Nutraceutical Compounds Targeting Inflammasomes in Human Diseases

Abstract

The macromolecular complex known as "inflammasome" is defined as an intracellular multi-protein complex composed of a sensor receptor (PRR), an adaptor protein and an effector enzyme (caspase-1), which oligomerize when they sense danger, such as how the NLR family, AIM-2 and RIG-1 receptors protect the body against danger via cytokine secretion. Within the NLR members, NLRP3 is the most widely known and studied inflammasome and has been linked to many diseases. Nowadays, people's interest in their lifestyles and nutritional habits is increasing, mainly due to the large number of diseases that seem to be related to both. The term "nutraceutical" has recently emerged as a hybrid term between "nutrition" and "pharmacological" and it refers to a wide range of bioactive compounds contained in food with relevant effects on human health.
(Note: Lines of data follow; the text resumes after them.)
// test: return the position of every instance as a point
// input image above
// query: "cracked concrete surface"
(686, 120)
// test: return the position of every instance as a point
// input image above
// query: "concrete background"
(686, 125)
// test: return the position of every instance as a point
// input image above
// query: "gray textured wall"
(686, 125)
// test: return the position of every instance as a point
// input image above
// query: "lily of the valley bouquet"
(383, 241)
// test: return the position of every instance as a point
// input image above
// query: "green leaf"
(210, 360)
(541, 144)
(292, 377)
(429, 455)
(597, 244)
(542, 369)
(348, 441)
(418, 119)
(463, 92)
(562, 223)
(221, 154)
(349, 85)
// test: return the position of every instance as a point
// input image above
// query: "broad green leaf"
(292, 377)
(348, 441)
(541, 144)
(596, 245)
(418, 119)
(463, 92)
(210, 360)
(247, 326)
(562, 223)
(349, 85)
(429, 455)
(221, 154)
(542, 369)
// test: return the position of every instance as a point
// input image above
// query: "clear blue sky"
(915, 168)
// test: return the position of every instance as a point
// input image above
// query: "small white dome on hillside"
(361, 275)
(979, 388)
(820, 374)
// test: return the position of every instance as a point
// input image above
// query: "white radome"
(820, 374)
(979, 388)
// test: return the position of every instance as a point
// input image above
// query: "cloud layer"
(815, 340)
The relationship between these compounds and diseases based on inflammatory processes has been widely exposed and the compounds stand out as an alternative to the pathological consequences that inflammatory processes may have, beyond their defense and repair action. Against this backdrop, here we review the results of studies using several nutraceutical compounds in common diseases associated with the inflammation and activation of the NLRP3 inflammasomes complex. In general, it was found that there is a wide range of nutraceuticals with effects through different molecular pathways that affect the activation of the inflammasome complex, with positive effects mainly in cardiovascular, neurological diseases, cancer and type 2 diabetes.
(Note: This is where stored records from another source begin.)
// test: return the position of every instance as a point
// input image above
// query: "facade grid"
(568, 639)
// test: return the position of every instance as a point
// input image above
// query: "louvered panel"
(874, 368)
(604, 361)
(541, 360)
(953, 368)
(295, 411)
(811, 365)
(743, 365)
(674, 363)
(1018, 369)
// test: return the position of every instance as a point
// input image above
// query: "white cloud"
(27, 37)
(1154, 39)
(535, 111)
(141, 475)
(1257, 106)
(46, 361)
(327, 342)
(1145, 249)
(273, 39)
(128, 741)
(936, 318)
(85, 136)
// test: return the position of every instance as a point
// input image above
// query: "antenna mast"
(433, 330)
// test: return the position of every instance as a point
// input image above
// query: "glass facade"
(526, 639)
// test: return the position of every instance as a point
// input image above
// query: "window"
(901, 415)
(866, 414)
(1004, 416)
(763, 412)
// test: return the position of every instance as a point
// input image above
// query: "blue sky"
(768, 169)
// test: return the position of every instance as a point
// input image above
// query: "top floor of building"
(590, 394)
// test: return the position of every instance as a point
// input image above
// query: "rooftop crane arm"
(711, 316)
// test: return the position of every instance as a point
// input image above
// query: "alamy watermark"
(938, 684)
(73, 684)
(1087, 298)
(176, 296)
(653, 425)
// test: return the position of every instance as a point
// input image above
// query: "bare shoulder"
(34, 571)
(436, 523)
Keywords: NLRP3 inflammasomes; cancer; cardiovascular diseases; health; immune system; neurological diseases; nutraceuticals; type 2 diabetes.

Figure 1

Cellular pattern recognition receptors (PRRs). Toll-like receptors (TLRs) are transmembrane receptors expressed in cellular and endosomal membranes, which are comprised of 10 members in human beings. They each recognize distinct pathogen-associated molecular patterns (PAMPS) derived from various microbial pathogens, such as viruses, fungi, bacteria and protozoa. TLRs are detected via the LRRdomain and a signal is sent through intracellular space via the TIR domain. Retinoic acid inducible gene-I (RIG1)-like receptors (RLRs) detect RNA and activate the helicase domain or the kinase domain. There are two intracellular detectors of DNA called DAI and AIM2. Nucleotide-binding-and-oligomerization-domain (NOD)-like receptors (NLRs) belong to a very large family of intracellular PRRs, whilst c-type lectin receptors (CLRs) belong to a large family of proteins, which play an essential role in antifungal immunity. Only a few CLRs function as PRRs, for instance Dectin-1 and MICL, by recognizing carbohydrate ligands from pathogens. Signals are transmitted through the N-terminal domain.

Figure 2

Mechanisms of NLRP3 activation. There are two consecutive signals that are needed in order to have an activated inflammasome. The first is responsible for the activation of the NF_Ϗβ pathway and upregulating inactive pro-inflammatory cytokines such as IL-1β and IL-18, as well as transcribing NLRP3 proteins. The second signal carries out the recruitment of apoptosis-associated speck-like protein (ASC) and pro-caspase-1 and the NLRP3 oligomerization. Then, the pro-inflammatory cytokines are activated and released into extracellular space. Within the NLRP3 ligands, extracellular ATP, K⁺ efflux and Ca⁺² trigger the inflammasome through the Pannexin-1, P2 × 7 and TRMP2 receptors. Exogenous particulate matter destabilizes and damages lysosomes and thus, numerous inner enzymes such as cathepsin B are released into the cytoplasm and activate the NLRP3. High levels of Reactive Oxygen Species (ROS) cause the dissociation of TNXIP from thioredoxin (TRX) and binding to NLRP3.

Figure 3

Structure of some of the most common polyphenolic compounds. They contain one or more benzene rings joined to hydroxyl groups.